O mesmo se pode dizer da cobertura noticiosa da repressão policial de 25 de Setembro. No dia seguinte, a comunicação social ocidental não hesitou em replicar notícias de mortes, incluindo (note-se o simbolismo) a de um bebé, e de muitos desaparecimentos. Veio-se a descobrir entretanto que não houve qualquer morte e que os desaparecimentos diziam respeito apenas a pessoas que se refugiaram temporariamente na floresta.

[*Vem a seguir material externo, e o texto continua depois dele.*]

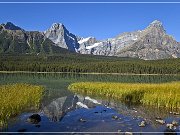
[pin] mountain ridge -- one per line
(150, 43)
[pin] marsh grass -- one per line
(14, 98)
(158, 95)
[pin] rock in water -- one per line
(82, 120)
(34, 119)
(142, 124)
(160, 121)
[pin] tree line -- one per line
(87, 64)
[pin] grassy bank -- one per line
(15, 98)
(159, 95)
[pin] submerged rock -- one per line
(160, 121)
(128, 133)
(142, 124)
(22, 130)
(114, 117)
(34, 119)
(82, 120)
(169, 132)
(175, 123)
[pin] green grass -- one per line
(158, 95)
(15, 98)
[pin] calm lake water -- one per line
(64, 111)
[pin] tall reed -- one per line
(14, 98)
(159, 95)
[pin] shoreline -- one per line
(92, 73)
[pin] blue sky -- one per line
(98, 20)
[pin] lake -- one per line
(64, 111)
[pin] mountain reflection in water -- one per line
(76, 113)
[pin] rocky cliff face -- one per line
(62, 37)
(13, 39)
(148, 44)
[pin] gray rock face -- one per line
(149, 44)
(62, 37)
(13, 39)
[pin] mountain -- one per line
(14, 39)
(62, 37)
(149, 44)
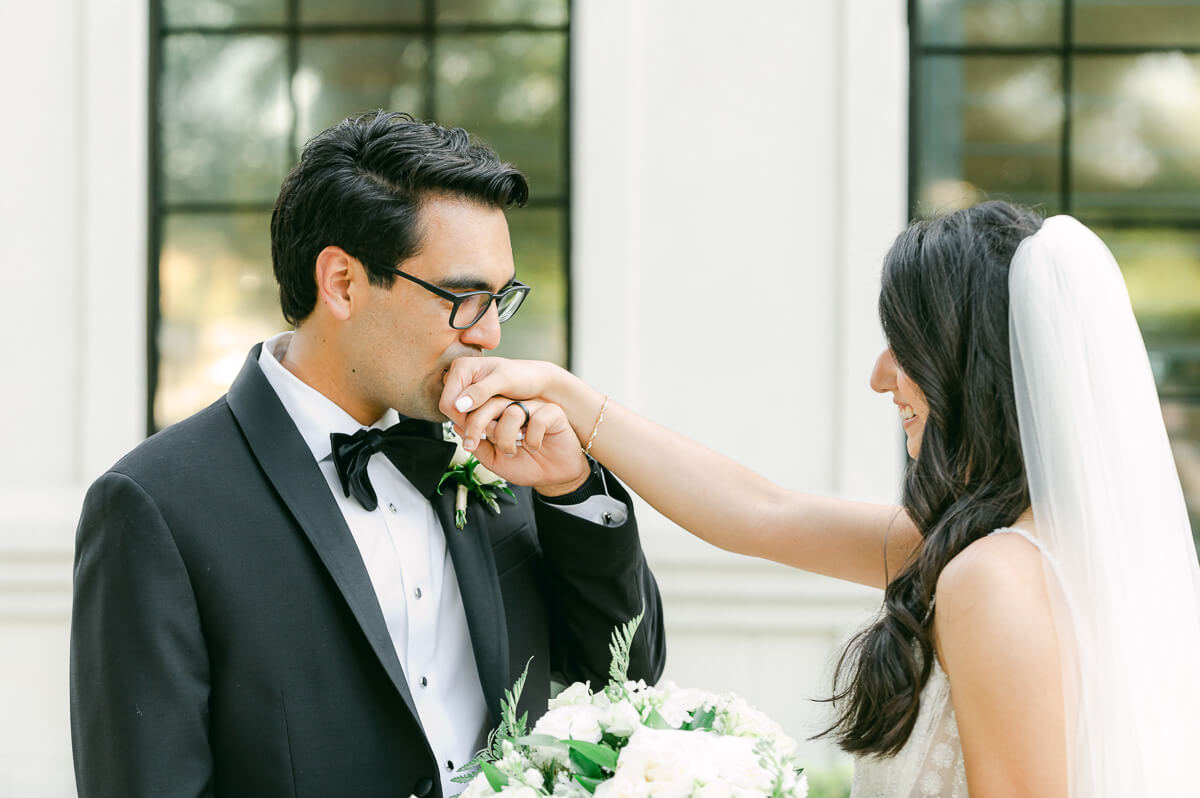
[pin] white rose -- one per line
(573, 721)
(517, 791)
(576, 694)
(621, 719)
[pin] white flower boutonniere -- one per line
(471, 478)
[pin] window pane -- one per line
(226, 118)
(1135, 150)
(1108, 22)
(340, 76)
(222, 12)
(990, 22)
(541, 12)
(361, 11)
(217, 299)
(539, 329)
(1162, 269)
(988, 125)
(508, 90)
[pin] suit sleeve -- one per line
(139, 669)
(599, 580)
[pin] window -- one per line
(1089, 107)
(239, 85)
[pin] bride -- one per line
(1041, 622)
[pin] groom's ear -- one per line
(337, 274)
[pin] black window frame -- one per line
(1067, 51)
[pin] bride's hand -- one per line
(472, 383)
(527, 443)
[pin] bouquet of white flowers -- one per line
(635, 741)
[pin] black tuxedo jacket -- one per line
(226, 639)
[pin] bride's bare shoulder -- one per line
(1006, 568)
(993, 594)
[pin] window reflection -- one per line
(1116, 147)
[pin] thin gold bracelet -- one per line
(587, 449)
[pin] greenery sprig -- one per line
(465, 477)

Nos próximos tempos saberemos como se resolverá este conflito que deu origem a tanta violência. Até agora, o governo deu sinais contraditórios. Evo Morales pediu desculpa pelo sucedido, houve várias demissões no governo e na polícia e foi aberto um inquérito internacional a todos os polícias envolvidos. A construção da auto-estrada foi suspensa e foi prometido um referendo local, para que haja finalmente um processo de consulta pública. Contudo, o governo continua a não revelar quem deu a ordem para a carga policial sobre a marcha, o que é no mínimo estranho.

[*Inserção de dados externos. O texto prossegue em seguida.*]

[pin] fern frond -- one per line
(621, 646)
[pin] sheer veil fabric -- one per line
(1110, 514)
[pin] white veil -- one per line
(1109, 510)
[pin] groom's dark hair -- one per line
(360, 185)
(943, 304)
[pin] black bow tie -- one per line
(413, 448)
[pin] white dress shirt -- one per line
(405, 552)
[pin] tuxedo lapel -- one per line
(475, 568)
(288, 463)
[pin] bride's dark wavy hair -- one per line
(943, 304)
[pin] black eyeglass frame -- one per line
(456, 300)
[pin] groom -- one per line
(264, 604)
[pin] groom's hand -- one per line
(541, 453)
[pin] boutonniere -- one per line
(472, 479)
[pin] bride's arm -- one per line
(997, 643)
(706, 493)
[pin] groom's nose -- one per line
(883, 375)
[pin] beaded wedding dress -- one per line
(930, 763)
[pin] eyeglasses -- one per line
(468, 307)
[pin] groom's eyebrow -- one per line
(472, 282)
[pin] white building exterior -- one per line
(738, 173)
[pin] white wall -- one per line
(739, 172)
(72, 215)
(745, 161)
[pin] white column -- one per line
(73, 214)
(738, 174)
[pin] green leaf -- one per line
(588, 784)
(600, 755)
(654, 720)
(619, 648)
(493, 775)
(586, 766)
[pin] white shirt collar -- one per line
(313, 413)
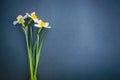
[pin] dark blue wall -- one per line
(83, 43)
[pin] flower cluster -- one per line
(35, 42)
(38, 22)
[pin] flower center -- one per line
(42, 24)
(34, 16)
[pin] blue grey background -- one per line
(83, 43)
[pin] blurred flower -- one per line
(20, 19)
(42, 24)
(33, 16)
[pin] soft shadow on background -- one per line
(83, 43)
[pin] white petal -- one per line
(36, 20)
(46, 24)
(37, 25)
(19, 16)
(15, 22)
(48, 27)
(28, 14)
(25, 16)
(32, 13)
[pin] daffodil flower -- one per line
(33, 16)
(42, 24)
(20, 19)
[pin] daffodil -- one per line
(20, 19)
(33, 16)
(42, 24)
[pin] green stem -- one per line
(39, 53)
(29, 56)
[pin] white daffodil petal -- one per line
(37, 25)
(46, 24)
(15, 22)
(28, 14)
(48, 27)
(32, 13)
(25, 16)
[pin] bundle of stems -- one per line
(34, 42)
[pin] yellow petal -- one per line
(33, 16)
(42, 23)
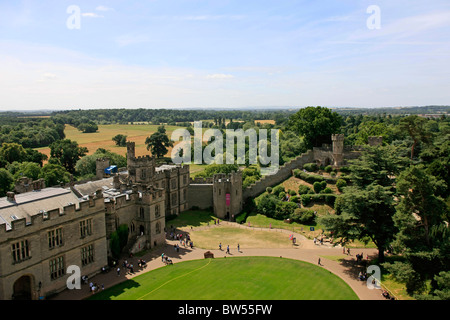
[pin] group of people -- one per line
(360, 257)
(184, 240)
(166, 259)
(93, 287)
(228, 248)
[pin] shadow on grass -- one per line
(114, 291)
(194, 218)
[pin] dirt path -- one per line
(305, 250)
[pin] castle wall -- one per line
(284, 172)
(200, 195)
(227, 195)
(36, 234)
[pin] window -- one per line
(57, 268)
(55, 238)
(87, 255)
(20, 251)
(85, 227)
(174, 199)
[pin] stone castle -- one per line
(43, 230)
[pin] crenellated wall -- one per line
(36, 266)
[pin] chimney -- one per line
(11, 196)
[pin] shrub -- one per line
(303, 216)
(330, 199)
(341, 184)
(302, 189)
(317, 186)
(284, 209)
(311, 178)
(311, 167)
(327, 190)
(306, 199)
(276, 191)
(344, 169)
(267, 205)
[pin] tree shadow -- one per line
(114, 291)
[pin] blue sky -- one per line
(223, 54)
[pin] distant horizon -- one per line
(268, 108)
(223, 54)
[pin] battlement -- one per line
(48, 218)
(337, 137)
(231, 177)
(200, 180)
(375, 141)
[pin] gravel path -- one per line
(304, 250)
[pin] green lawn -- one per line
(238, 278)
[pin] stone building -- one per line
(43, 231)
(227, 195)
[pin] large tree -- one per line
(316, 124)
(67, 153)
(415, 127)
(423, 239)
(363, 214)
(379, 164)
(158, 142)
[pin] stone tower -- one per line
(338, 149)
(131, 150)
(100, 165)
(227, 195)
(375, 141)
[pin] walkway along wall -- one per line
(283, 173)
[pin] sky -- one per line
(223, 53)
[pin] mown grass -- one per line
(243, 278)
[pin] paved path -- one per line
(304, 250)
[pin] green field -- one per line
(239, 278)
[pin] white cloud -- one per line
(104, 8)
(219, 76)
(130, 39)
(91, 15)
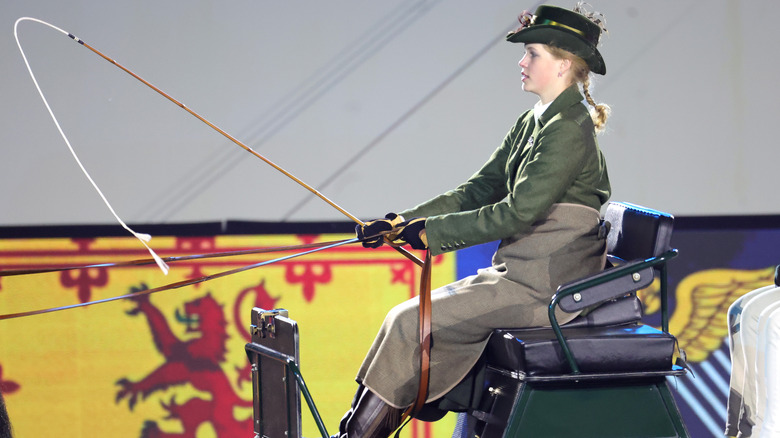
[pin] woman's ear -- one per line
(565, 66)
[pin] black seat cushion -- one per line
(614, 349)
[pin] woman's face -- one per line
(540, 72)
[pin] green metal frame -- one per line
(289, 362)
(608, 276)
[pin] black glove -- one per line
(367, 232)
(412, 232)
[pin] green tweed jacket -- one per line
(537, 165)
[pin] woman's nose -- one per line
(522, 63)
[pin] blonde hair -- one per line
(581, 74)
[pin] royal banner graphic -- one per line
(172, 364)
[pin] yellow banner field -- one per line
(173, 364)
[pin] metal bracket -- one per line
(267, 328)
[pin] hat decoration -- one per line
(565, 29)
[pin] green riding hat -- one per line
(565, 29)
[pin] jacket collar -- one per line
(567, 98)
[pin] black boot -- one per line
(370, 417)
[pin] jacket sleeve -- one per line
(487, 185)
(540, 180)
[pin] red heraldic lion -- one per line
(197, 362)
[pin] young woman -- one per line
(539, 193)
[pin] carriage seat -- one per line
(610, 338)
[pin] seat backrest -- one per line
(637, 232)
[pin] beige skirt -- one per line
(514, 292)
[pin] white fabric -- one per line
(753, 339)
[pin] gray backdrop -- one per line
(379, 105)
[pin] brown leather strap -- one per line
(425, 334)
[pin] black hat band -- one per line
(549, 22)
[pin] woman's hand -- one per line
(412, 232)
(369, 233)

Não pretendo com este texto dar uma resposta definitiva à pergunta colocada no título, porque acho que essa resposta não existe. Os governos de esquerda da América Latina têm cometido uma série de erros lamentáveis e são responsáveis por gestos de autocracia nada próprios da esquerda democrática que preconizam. Mas isto não nos deve fazer esquecer a importância das revoluções democráticas que percorreram os países que hoje compõem a ALBA, países onde se têm conseguido avanços notáveis no combate à pobreza, na promoção do emprego, no investimento em serviços públicos e em tudo o que é relevante para a justiça social. Deixar de defender governos que estão a aplicar as políticas que nós defendemos, como se fossem iguais aos governos neoliberais, não parece fazer muito sentido. Defender entusiasticamente estes governos quando são incoerentes com os seus princípios também não. Daí que a noção de apoio crítico seja cada vez mais relevante para descrever a atitude da esquerda democrática perante estes governos.

Sobre o/a autor(a)

Ricardo Coelho, economista, especializado em Economia Ecológica
(...)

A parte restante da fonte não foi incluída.